Les changements dans les niveaux d’hormones sont le deuxième candidat probable que recherchent le Dr Osborne et le Dr Power. Pendant la grossesse, les taux d’œstrogènes, de progestérone et d’allopregnanolone augmentent considérablement. Puis, dans les 24 heures suivant la livraison, ils s’effondrent. Ces fluctuations semblent poser des problèmes à certaines femmes.

Grâce au soutien d’une subvention pilote, le 1907 Trailblazer Award de la Fondation 1907, le Dr Power a commencé à rechercher des relations à trois voies entre les changements dans les niveaux d’hormones, l’humeur et l’activité cérébrale détectés par les examens IRM. Son objectif est de suivre les trois depuis avant la conception jusqu’à un an après l’accouchement.

Pour trouver des femmes avant qu’elles ne tombent enceintes, il s’est associé au Centre de médecine de la reproduction Ronald O. Perelman et Claudia Cohen pour recruter celles qui suivent des traitements de fertilité. Une fois inscrits, les participants répondent quotidiennement à des enquêtes numériques d’environ une minute sur leur humeur, leur sommeil, leurs exercices et d’autres activités.

Statistiquement, certaines des femmes qui tentent de devenir enceintes souffriront de troubles de l’humeur ou d’anxiété après avoir conçu. “Alors, y a-t-il quelque chose dans les scanners cérébraux préalables qui conduit à une prédiction sur qui va être troublé et qui va s’en sortir ?” » dit le Dr Power.

Une telle idée reste cependant lointaine. Il considère que le stade de la recherche actuelle en imagerie cérébrale est similaire aux études des années 1990 qui ont examiné le rôle des hormones, y compris l’allopregnanolone, dans le cerveau et ont ainsi jeté les bases des médicaments récemment approuvés pour la dépression post-partum.

À l’instar de cette recherche, les études que lui et le Dr Osborne mènent pourraient – ​​un jour – permettre des progrès similaires.

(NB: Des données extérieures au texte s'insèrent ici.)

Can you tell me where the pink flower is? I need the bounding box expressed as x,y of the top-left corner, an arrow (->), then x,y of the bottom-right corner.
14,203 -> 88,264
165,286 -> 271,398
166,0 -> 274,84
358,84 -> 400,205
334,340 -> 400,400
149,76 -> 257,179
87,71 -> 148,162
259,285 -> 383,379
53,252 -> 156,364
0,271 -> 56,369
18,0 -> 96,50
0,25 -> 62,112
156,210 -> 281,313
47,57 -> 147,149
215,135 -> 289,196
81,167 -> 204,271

“Il s’agit de comprendre pourquoi cela se produit, ce qui servira ensuite progressivement de base au développement de thérapies”, a-t-il déclaré.

Rédigé par

Archie Mitchell

Archie Mitchell, with a prestigious master's degree from France and two decades of experience, is an authority in his field, renowned for making complex subjects engaging through his blog. At 49, he seamlessly merges academic knowledge with practical insights, aimed at educating and empowering his audience. Beyond his professional life, Archie's hobbies and personal interests add depth to his writing, making it a valuable resource for both professionals and enthusiasts looking to expand their understanding.